Она готовила маленькие голубцы, где вместо капустного листа используется виноградный, — сугубо южное лакомство, которое она освоила, осев в Светополе, и тут как раз заявился Женька. Двигаясь бесшумно и гибко (кошачье что‑то есть в его повадках), глазами зыркая, с любопытством приподнял крышку казанка, поглядел, вытянув шею, и запустил туда руку. Двумя пальцами извлёк голубец. Он обжигал, и Женька торопливо запихал его в рот. Потряс рукою и долго не закрывал рта, дыша как рыба. Затем — без предисловий: «В Натар едем».

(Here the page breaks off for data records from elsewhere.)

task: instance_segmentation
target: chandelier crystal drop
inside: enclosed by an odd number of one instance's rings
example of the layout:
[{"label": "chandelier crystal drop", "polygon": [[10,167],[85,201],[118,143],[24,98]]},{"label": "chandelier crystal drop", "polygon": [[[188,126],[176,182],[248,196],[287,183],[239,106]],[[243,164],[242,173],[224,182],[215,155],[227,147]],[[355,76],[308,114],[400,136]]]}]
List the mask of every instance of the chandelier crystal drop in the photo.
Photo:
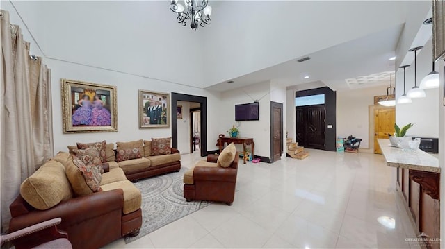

Натар — самая далёкая и самая дикая точка восточного побережья Светопольской области. Ни одного растеньица между каменных глыб, хаотично нагромождённых друг на друга. Зато чаек! С рассвета до темноты кричат они и кладбищенски стонут, а ночью таинственно шуршат крыльями. Среди скал много гротов, не очень больших, но иногда замечательных по своей прихотливости. Здесь прекрасно ловится бычок, которого днём с огнём не сыщешь ни в Витте, ни в Гульгане (да и вообще остался ли он ещё где‑нибудь на Черном море?), но на бычка жаль терять время, потому что такой подводной охоты, как здесь, нету больше нигде. Редко когда оставались мы без ухи или рыбного шашлыка, ради которого, правда, приходится переть на себе из самого Светополя берёзовые бруски. Если вовремя пригасить их, то выйдет первоклассный древесный уголь, а уж естественных жаровен здесь сколько угодно.
На машине сюда не проехать, и потому автотуристы, которые наводняют летом нашу область, до Натара не добираются. Да и не стремятся особо. Им пологий бережок подавай, а здесь одни камни. И тем не менее загорите вы здесь лучше, чем в Витте на прославленном Золотом пляже. Между обвалившихся глыб приютились маленькие терраски, укрытые от ветров с трёх, а то и с четырех сторон; даже в ноябре, когда субтропический Гульган и тот насквозь продувается холодным восточным воздухом, здесь можно по–летнему понежиться под тихим, но все‑таки южным солнцем. »
Вот что такое Натар, о котором, перекатывая во рту огненный голубец, сказал Женька. «А спектакль?» — проговорила Инга, проворно закатывая в ошпаренные листья розовую, в белых вкраплинах риса начинку. «Спектакль отменили». И рука снова потянулась к казанку. Его супруга, у которой, как у всякой женщины, была навешена на вечер и завтрашний день уйма дел, спокойно покончила с голубцами, после чего встала на табуретку и достала с антресолей рюкзак, где лежали спальники и надувные матрасы. Я смотрел на неё с восхищением. Между нами говоря, ей уже за пятьдесят, но кто скажет это, глядя на её крепкое тело, которое она с трудом втискивает в потёртые джинсы? Кажется, ей все равно, что надеть на себя, — было б удобно и практично, а так как это и определяет сегодняшнюю моду, то выглядит она весьма современно.
Не то Уленька. Эта готова ночь просидеть за швейной машиной, чтобы назавтра отправиться в гости в на вид бесхитростном, на самом же деле затейливом, продуманном до мелочей платье. Тут её фантазия не знает границ. Комбинация цветов самая порой неожиданная, но никогда не дисгармонирующая, а, напротив, ублажающая глаз, лёгкая оборка, беглый и весёлый рюш, волан, рулик, замысловатые защипы — все это придаёт её наряду элегантность необыкновенную, само по себе оставаясь незаметным, и неискушённый человек ахает: как просто и как нарядно! Как непритязательно!